Oral Insulin for Prevention of Diabetes in Relatives at Risk for Type 1 Diabetes Mellitus (TN07 Oral Insulin)
Conditions: Diabetes Mellitus, Diabetes Mellitus, Type 1, Prediabetic State
Duration: 2007 – 2014
# Recruitment Centers: 18
Treatment: Oral insulin; Placebo
Available Genotype Data: No
Image Summary: No
Transplant Type: None
Does it have dialysis patients: No
Access to samples for Oral Insulin for Prevention of Diabetes in Relatives at Risk for Type 1 Diabetes Mellitus (TN07 Oral Insulin) is currently only available via collaboration. Please contact the parent study to ask about ancillary study opportunities.
Clinical Trials URL: http://www.clinicaltrials.gov/show/NCT00419562
Type 1 diabetes (T1D) is an autoimmune disease. This means that the immune system (the part of the body which helps fight infections) mistakenly attacks and destroys the cells that produce insulin (islet cells found in the pancreas). As these cells are destroyed, the body's ability to produce insulin decreases. There is evidence suggesting that repeated oral administration of an autoantigen (the same protein that the immune system is reacting to) may introduce a protective immunity and cause the immune system to stop its attack. An earlier, large scale study was done to see if oral insulin could delay or prevent the development of Type 1 diabetes in relatives at risk for developing Type 1 diabetes. The overall results showed that for the entire study population, oral insulin did not delay or prevent Type 1 diabetes.
However, an analysis that was done after the conclusion of the trial suggested a potential beneficial effect in a subgroup of participants. The participants who seemed to benefit from oral insulin had higher levels of insulin autoantibodies which are directed against insulin itself ( called mIAA). Eligible participants will be randomized to receive either oral insulin (7.5 mg of recombinant human insulin crystals) or placebo daily.

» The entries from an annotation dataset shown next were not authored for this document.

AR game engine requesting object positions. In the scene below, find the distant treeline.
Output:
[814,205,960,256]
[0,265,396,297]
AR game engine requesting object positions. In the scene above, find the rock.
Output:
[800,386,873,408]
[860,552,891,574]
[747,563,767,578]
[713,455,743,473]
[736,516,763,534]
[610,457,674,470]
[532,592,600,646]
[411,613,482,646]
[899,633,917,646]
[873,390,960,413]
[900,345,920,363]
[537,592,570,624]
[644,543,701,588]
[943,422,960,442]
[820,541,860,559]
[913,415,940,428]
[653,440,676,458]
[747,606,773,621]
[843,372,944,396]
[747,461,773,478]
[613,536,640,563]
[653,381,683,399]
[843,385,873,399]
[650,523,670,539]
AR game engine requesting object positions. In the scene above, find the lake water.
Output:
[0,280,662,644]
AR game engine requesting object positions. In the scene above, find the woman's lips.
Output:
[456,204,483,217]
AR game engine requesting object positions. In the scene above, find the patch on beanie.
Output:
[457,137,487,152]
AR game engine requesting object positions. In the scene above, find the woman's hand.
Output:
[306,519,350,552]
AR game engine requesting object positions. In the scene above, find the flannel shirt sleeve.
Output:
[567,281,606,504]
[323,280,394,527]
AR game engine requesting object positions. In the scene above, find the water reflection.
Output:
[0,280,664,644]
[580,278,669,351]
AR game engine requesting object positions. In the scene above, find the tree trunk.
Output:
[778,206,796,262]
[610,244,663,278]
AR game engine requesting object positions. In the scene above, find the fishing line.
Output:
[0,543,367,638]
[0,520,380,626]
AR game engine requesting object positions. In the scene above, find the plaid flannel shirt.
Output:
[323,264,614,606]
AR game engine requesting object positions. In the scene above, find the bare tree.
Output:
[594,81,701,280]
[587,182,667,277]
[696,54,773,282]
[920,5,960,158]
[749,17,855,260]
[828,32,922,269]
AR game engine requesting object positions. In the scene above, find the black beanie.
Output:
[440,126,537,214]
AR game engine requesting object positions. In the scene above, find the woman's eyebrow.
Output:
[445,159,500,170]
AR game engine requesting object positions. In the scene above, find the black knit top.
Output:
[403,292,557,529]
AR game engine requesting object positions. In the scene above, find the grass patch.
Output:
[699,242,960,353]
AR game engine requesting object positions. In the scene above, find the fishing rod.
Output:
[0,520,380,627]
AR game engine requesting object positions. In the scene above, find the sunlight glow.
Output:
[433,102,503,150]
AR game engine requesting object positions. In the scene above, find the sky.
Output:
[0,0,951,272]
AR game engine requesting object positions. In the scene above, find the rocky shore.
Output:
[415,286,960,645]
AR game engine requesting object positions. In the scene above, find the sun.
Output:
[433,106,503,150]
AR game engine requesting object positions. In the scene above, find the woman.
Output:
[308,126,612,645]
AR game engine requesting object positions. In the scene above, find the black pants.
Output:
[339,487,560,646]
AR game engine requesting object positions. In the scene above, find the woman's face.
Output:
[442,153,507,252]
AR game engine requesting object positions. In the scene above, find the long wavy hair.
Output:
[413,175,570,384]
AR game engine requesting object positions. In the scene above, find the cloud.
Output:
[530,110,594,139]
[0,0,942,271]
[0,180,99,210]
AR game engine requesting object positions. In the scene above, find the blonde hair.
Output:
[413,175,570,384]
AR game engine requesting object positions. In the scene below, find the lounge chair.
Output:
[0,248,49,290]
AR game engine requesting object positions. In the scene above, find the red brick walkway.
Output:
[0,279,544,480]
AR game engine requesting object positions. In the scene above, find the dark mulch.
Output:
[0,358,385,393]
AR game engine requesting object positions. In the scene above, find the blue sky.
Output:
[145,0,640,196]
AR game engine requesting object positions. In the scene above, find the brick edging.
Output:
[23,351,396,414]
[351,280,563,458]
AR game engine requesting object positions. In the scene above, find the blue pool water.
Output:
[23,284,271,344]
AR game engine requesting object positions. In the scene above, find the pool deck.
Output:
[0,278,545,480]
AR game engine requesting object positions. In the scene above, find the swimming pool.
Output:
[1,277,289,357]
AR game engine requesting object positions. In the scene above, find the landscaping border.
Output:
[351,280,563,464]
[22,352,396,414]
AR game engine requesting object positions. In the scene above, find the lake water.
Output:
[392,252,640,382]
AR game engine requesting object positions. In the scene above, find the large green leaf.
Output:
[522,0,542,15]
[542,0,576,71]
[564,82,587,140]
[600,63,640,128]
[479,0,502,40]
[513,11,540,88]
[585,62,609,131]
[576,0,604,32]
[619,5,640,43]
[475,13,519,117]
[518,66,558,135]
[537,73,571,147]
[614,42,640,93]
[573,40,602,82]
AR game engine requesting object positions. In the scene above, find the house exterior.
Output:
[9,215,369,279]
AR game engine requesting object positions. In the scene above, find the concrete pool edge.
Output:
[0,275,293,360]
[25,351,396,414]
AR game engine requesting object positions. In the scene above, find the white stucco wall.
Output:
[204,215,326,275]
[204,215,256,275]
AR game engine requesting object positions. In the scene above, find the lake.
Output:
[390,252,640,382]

All participants randomized into TrialNet 07 were seen at a study site for a follow-up evaluation, three and six months after randomization, and every six months thereafter. Participants will be contacted by phone between 6-monthly clinic visits to assess changes in diabetes status, medication compliance and adverse events. These phone contacts will occur approximately 3 months from the date of the participants previous clinic visit.
At the study visits, participants underwent assessments of their insulin production, immunologic status, and overall health. As the primary outcome measure, subjects will be followed until development of type 1 diabetes or the conclusion of the study. The trial is expected to last approximately 7-8 years or until the required amount of information is gathered.
Assess the efficacy of oral insulin in the prevention or delay of the development of Type 1 diabetes mellitus in subjects with mIAA and other autoantibodies and a proband with Type 1 diabetes.
Effect of treatment with oral insulin versus placebo in individuals in the primary stratum ( ICA+ confirmed or GAD65 and ICA512 positive on the same sample with confirmation of at least one of these autoantibodies).
Secondary analyses will be done to assess the effects of oral insulin versus placebo in other categories of subjects defined using different combinations of autoantibodies and metabolic status.
Have a proband with T1DM; mIAA confirmed positive within the previous six months; Two samples with at least one autoantibody other than mIAA positive within the previous six months; oral glucose tolerance test (OGTT) performed within 7 weeks prior to randomization in which: fasting plasma glucose < 110 mg/dL (6.1 mmol/l), and 2 hour plasma glucose < 140 mg/dL (7.8 mmol/l).
Among autoantibody-positive relatives of patients with type 1 diabetes, oral insulin at a dose of 7.5mg/d, compared with placebo, did not delay or prevent the development of type 1 diabetes over 2.7 years. These findings do not support oral insulin as used in this study for diabetes prevention.